If you are sick you can attempt your own assessment or go and see a trained physician for a structured diagnosis. If you need to draw up plans for a building, you can do this yourself with a notepad and a handful of crayons or you can pass your detailed requirements to an architect. This brings us onto the wonderful remark with respects to artisan vs the mathematician: A century old debate for what it's worth and one that is likely to be with us for a long time [LINK].

Deterministic vs Stochastic
The problem with measuring risk is that the assessor is 'dimensioning' something that is probabilistic in nature and that requires stochastic techniques. You can't add up risk or use simple mathematical operators (+ - x /) because risk may or may not actualize in the future ~ risk doesn't physically exist and when it does, it is an effect of something that is at best predetermined by a stakeholder and done so in the past.

Axiom I : Risk is the effect of uncertainty.

Acknowledging this primary axiom will inevitably lead us to into a subsequent dilemma that risk systems are inherently stochastic in their nature and the "network risk management" paper will consequently need to borrow from mathematics that is beyond deterministic operations.

Axiom II : Risk can't be coherently represented in deterministic ways.

Additionally, if there is a network of factors operating to create an uncertain outcome, it follows that any single or combination of factors can create feedback loops that affect or correlate or have co-variant inter-dependencies with other factors and outcomes. This inter-dependency creates a net risk outcome effect that is a greater or lesser than what was individually assessed and 'added up'.

Axiom III : Networked Risk Factors may have potential correlated inter-dependencies that have to be modeled.

It is a bit of a pickle but these three axioms leave us with a handful of options when presented with the requirement to model a network of risk factors.

[1] We can use numerical operations which give single deterministic results that are not coherent and consequently misleading. These simple calculations lack commercial rigour.

or

[2] Do nothing, just call a group of risks or type of uncertainty as high, medium, low.

or

[3] Apply models that create at trajectory or range of results that are derived from a stochastic system that is sensitive to correlated inter-dependencies and presents its results with confidence levels.

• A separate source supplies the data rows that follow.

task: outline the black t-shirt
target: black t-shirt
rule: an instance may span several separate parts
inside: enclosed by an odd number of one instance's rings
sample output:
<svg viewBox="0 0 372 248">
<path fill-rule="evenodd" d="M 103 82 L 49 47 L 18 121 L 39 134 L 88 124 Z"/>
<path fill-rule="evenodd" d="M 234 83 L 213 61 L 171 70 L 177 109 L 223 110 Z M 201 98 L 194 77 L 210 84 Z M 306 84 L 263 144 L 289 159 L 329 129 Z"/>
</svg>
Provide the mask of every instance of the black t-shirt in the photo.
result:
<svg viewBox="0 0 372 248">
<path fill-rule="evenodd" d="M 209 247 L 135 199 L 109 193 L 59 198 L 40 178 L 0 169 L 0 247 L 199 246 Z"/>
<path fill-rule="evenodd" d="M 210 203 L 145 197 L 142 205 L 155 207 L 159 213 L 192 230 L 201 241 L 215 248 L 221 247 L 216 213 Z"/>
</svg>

All this aside, that doesn't mean to say the logic, importance or work around Rieks Joosten's "Network Risk Management" system isn't outstanding and moving in the right direction because I believe it is.

ISO 31000 Notes
There are several references to networked risks in ISO 31000 but two specific areas that come to mind in the context of risk assessment would be section 5.3.5 and section 5.4.4 of the standard.


In ISO 31000 5.3.5 it states: "whether combinations of multiple risks should be taken into account and, if so, how and which combinations should be considered".

In ISO 31000 5.4.3 it states: "An event can have multiple consequences and can affect multiple objectives".

The study of all of this will move us into the realm of networked of factors interacting in multidimensional ways and that is what the paper "Networked Risk Management" endeavors to explore.

When quantifying risk (uncertainty) in Complex Multidimensional Interdependent Environments, some of the models worth exploring may include:

[] Bayesian networks
[] Markov Chains (with memory) simulated Markov Chain Monte Carlo
[] Binomial trees or fault tree analysis
[] Partial least Squares Path Dependent Modeling
[] Random Forests
[] Latent Trait Modeling
[] Distribution Based Clustering
[] Agent Based Modeling

(Frequency) x (Magnitude) = risk in complex environments, in any risk measurement is flawed and should be avoided.